Imagine um aparelho que combine a nostalgia de um Game Boy com a praticidade de um controle de Xbox para o celular. Essa é a proposta ousada do GameMT E5 ModX, um console portátil modular que pode ser “desmontado” em segundos para transformar-se num gamepad magnético para smartphones iOS ou Android. O lançamento, ainda sem data oficial, chega para desafiar Steam Deck, Razer Kishi e Backbone One ao oferecer algo que nenhum deles tem: um hardware próprio que continua útil mesmo depois de ficar ultrapassado.
Design camaleônico: tela e controles se separam
À primeira vista, o E5 ModX lembra o clássico formato retangular do Game Boy Advance. A diferença é que o corpo se divide em dois módulos presos por imãs de alta resistência:
- Módulo de tela: abriga toda a parte eletrônica do console, além de bateria e alto-falantes.
- Módulo de controle: inclui dois analógicos de toque suave, D-pad, quatro gatilhos (L1/L2 e R1/R2) e os botões A/B/X/Y, no mesmo layout dos joysticks modernos.
Quando destacados, os controles grudam magneticamente nas laterais do smartphone — similar ao conceito do Nintendo Switch, mas sem trilhos físicos. O usuário ganha assim um acessório dedicado para jogos em nuvem (Xbox Cloud Gaming, GeForce Now) ou títulos mobile como Call of Duty: Mobile e Genshin Impact, tudo sem precisar comprar um segundo gamepad.

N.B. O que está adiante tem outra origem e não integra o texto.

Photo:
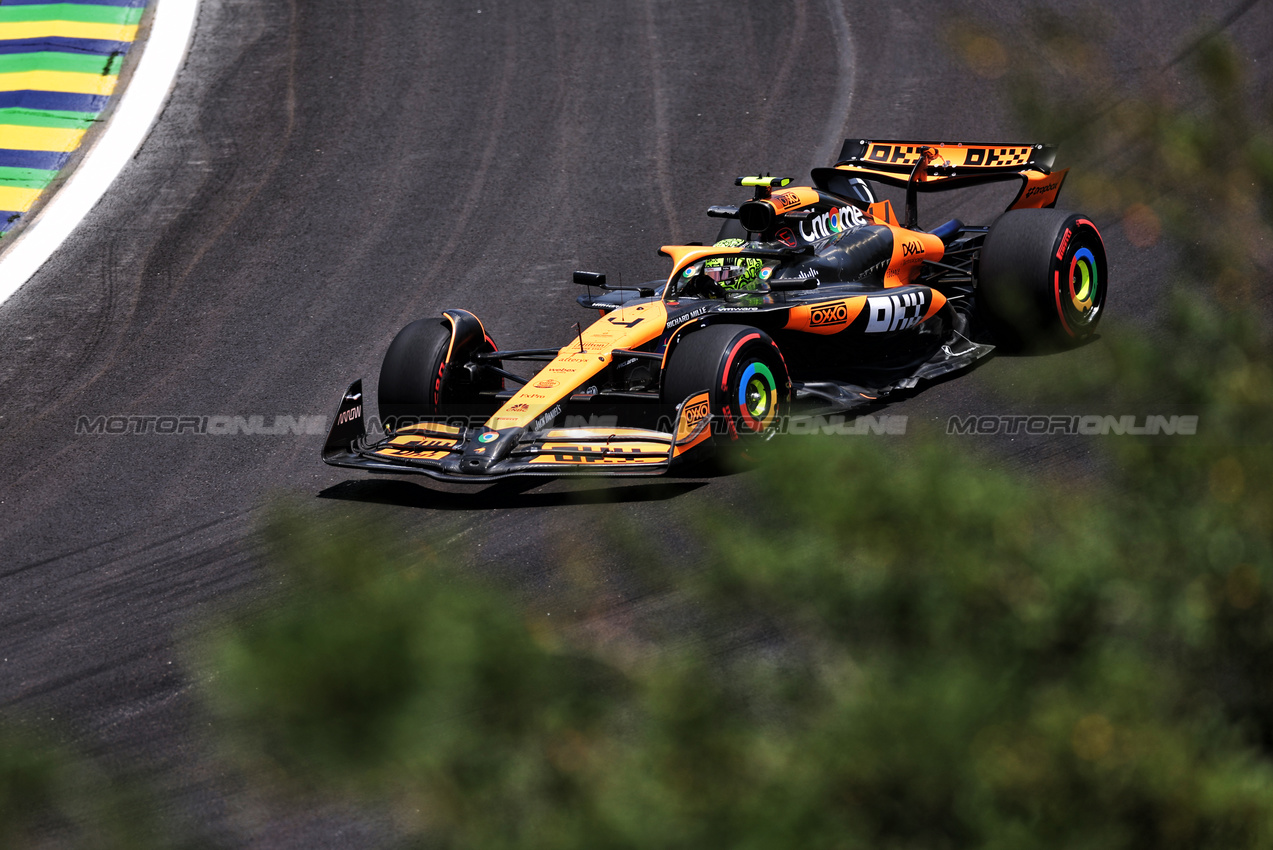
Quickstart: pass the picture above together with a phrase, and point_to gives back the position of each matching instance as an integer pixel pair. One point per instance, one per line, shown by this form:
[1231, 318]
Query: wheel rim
[1083, 284]
[1078, 283]
[758, 397]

Especificações técnicas: nostalgia turbinada
Por dentro, o E5 ModX foca em emulação de consoles clássicos e roda um sistema Android customizado. Confira o que já foi confirmado:
- Processador: MediaTek Helio P60 (octa-core, 12 nm, 2018)
- Memória RAM: 3 GB
- Armazenamento interno: 32 GB ou 64 GB (expansível via microSD)
- Tela: IPS de 5” com resolução 1024 × 768 (proporção 4:3, ideal para jogos retrô)

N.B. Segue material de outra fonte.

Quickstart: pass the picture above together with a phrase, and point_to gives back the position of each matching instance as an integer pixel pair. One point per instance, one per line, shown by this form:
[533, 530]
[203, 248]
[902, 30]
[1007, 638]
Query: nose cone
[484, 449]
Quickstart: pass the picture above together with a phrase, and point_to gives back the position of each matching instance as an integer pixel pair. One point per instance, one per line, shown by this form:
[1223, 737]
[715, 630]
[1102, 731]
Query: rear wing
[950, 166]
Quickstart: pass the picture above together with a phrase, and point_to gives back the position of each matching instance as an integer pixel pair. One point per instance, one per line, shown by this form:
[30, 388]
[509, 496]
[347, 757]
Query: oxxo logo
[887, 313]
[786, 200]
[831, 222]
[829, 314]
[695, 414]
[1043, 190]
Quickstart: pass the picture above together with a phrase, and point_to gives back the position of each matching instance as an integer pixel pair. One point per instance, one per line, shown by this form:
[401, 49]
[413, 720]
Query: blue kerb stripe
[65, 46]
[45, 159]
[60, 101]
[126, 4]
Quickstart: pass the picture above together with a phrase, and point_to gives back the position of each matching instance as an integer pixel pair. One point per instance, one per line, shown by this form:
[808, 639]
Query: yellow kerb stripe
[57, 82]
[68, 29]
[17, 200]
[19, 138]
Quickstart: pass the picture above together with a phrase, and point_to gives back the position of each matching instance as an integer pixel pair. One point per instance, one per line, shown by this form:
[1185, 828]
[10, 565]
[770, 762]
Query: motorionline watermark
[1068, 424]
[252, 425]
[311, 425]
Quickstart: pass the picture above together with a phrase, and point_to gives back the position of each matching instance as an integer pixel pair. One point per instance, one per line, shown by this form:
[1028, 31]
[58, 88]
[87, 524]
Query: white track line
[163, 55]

- Conectividade: Wi-Fi 5, Bluetooth 5.0, USB-C para recarga e vídeo
O Helio P60 pode parecer modesto frente a chips atuais como o Snapdragon 8 Gen 2, mas entrega potência suficiente para emular sem engasgos plataformas até a era 32 bits, como PlayStation 1 e Nintendo 64. Isso coloca o E5 ModX no mesmo patamar de portáteis retrô populares, porém com um diferencial crucial: o controle sobrevive ao console.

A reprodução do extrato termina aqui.